Dans l'affaire Prlić et autres, le TPIY conclut à l'existence d'une entreprise criminelle commune réunissant plusieurs dirigeants politiques et militaires de la République croate d'Herceg-Bosna, avec la participation de hauts responsables de la République de Croatie, dont le président Franjo Tuđman. Selon le jugement, cette entreprise visait à établir une entité croate en Bosnie-Herzégovine afin d'unifier le peuple croate. Pour atteindre cet objectif, les autorités de l'Herceg-Bosna ont mis en œuvre une politique de persécution de la population bosniaque comprenant des déplacements forcés, des internements dans des camps de détention, la destruction de villages et de lieux de culte ainsi que des massacres de civils[3],[4].
Déroulement
modifierLe 23 octobre 1993, des unités spéciales du Conseil de défense croate (HVO), notamment les Maturice et les Apostoli, appuyées par d'autres éléments du HVO, lancent une attaque contre le village bosniaque de Stupni Do, situé dans la municipalité de Vareš. Le village est rapidement encerclé et les habitants sont pris au piège.
Les soldats du HVO investissent les habitations, tirant sur les civils et incendiant systématiquement les maisons.

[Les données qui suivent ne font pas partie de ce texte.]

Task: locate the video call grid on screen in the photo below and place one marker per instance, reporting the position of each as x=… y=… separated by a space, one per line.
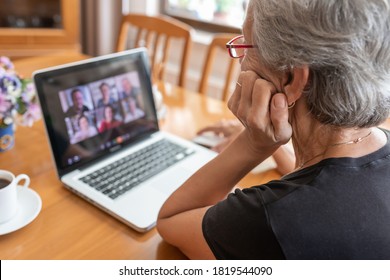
x=133 y=115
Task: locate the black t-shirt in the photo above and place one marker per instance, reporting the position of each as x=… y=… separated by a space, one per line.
x=338 y=208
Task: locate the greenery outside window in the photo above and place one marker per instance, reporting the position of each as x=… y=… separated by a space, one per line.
x=209 y=15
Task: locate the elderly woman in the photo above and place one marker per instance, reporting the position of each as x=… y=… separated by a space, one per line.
x=317 y=72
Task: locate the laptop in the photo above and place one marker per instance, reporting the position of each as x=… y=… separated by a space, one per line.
x=103 y=130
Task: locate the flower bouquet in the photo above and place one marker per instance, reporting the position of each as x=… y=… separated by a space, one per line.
x=18 y=102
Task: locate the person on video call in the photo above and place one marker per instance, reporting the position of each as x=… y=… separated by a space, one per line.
x=109 y=120
x=316 y=72
x=78 y=108
x=132 y=112
x=107 y=97
x=85 y=129
x=130 y=91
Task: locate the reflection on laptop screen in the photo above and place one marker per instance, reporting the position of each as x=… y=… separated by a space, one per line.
x=91 y=110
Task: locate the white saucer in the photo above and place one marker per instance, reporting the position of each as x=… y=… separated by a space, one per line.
x=30 y=205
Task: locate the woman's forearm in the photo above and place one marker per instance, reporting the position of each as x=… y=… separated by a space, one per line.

De nombreux habitants sont tués alors qu'ils tentent de fuir, tandis que d'autres sont exécutés à l'intérieur de leurs habitations ou dans les rues du village. Selon le Tribunal pénal international pour l'ex-Yougoslavie (TPIY), 38 civils bosniaques sont tués, parmi lesquels des femmes, des enfants et des personnes âgées[5],[6].
Le jugement précise que 28 victimes « avaient été tuées soit par arme blanche ou par balles à une distance très courte, soit encore brûlées vives dans des maisons »[7],[8].

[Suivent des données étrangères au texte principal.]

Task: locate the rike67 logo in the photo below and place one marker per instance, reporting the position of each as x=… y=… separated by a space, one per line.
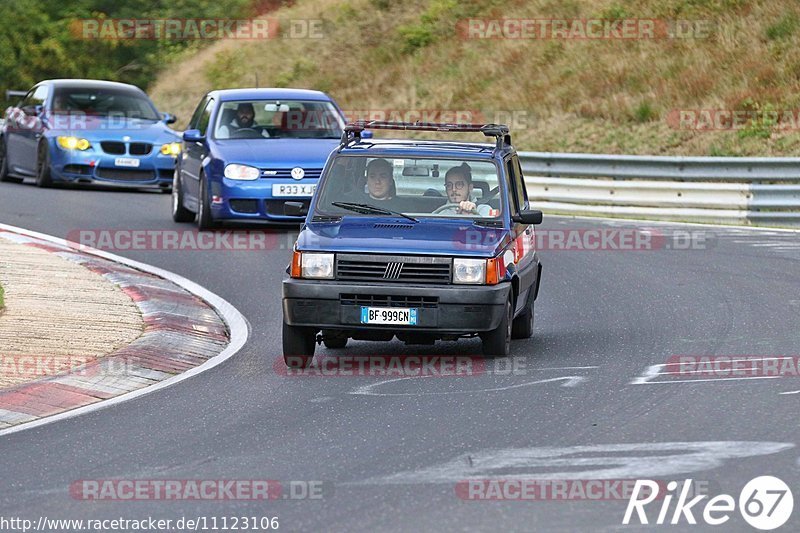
x=765 y=503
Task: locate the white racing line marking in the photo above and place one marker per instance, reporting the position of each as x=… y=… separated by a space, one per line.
x=736 y=229
x=599 y=461
x=237 y=323
x=368 y=390
x=654 y=371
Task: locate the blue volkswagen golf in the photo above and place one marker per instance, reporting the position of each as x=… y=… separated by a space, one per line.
x=247 y=152
x=88 y=131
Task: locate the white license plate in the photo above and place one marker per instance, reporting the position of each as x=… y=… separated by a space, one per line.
x=291 y=189
x=126 y=162
x=388 y=315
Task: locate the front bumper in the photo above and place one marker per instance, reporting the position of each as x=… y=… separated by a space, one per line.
x=254 y=200
x=94 y=167
x=444 y=310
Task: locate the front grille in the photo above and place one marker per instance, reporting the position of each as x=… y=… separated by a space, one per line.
x=245 y=206
x=113 y=147
x=393 y=226
x=84 y=170
x=352 y=267
x=140 y=148
x=379 y=300
x=278 y=207
x=287 y=172
x=124 y=174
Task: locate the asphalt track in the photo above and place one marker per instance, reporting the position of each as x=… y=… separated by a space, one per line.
x=585 y=402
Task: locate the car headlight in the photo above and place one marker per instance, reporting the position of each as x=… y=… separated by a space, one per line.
x=241 y=172
x=73 y=143
x=469 y=271
x=315 y=266
x=172 y=149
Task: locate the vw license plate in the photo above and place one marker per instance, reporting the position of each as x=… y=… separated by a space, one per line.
x=304 y=190
x=388 y=315
x=126 y=162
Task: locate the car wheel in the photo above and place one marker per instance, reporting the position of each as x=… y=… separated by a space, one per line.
x=204 y=219
x=179 y=213
x=522 y=327
x=334 y=341
x=4 y=165
x=43 y=176
x=497 y=343
x=298 y=346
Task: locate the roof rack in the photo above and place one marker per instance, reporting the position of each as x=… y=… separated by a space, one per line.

Les survivants sont expulsés du village après avoir été dépouillés de leurs biens. Plusieurs femmes sont victimes de violences sexuelles et de mauvais traitements. Les soldats pillent les habitations avant d'y mettre le feu. Presque toutes les maisons, les bâtiments agricoles ainsi que la mosquée du village sont détruits[7].
Entre le 23 et le 25 octobre 1993, le HVO empêche les forces de la FORPRONU d'accéder au village[9]. Lorsque les Casques bleus parviennent finalement à entrer dans Stupni Do, ils découvrent un village presque entièrement détruit, où de nombreux corps de civils sont retrouvés dans les maisons incendiées ou dans les décombres[7].
Procédures judiciaires
modifierLe principal responsable poursuivi pour les crimes commis à Stupni Do est Ivica Rajić, commandant du 2e Groupe opérationnel du Conseil de défense croate (HVO). Le Tribunal pénal international pour l'ex-Yougoslavie (TPIY) établit qu'il a ordonné l'attaque contre Stupni Do et qu'il exerçait son autorité sur les unités ayant participé aux crimes. Après avoir plaidé coupable, il est condamné le 8 mai 2006 à douze ans d'emprisonnement pour homicides intentionnels, traitements inhumains, destruction injustifiée de biens et appropriation illicite de biens, qualifiés d'infractions graves aux Conventions de Genève[10].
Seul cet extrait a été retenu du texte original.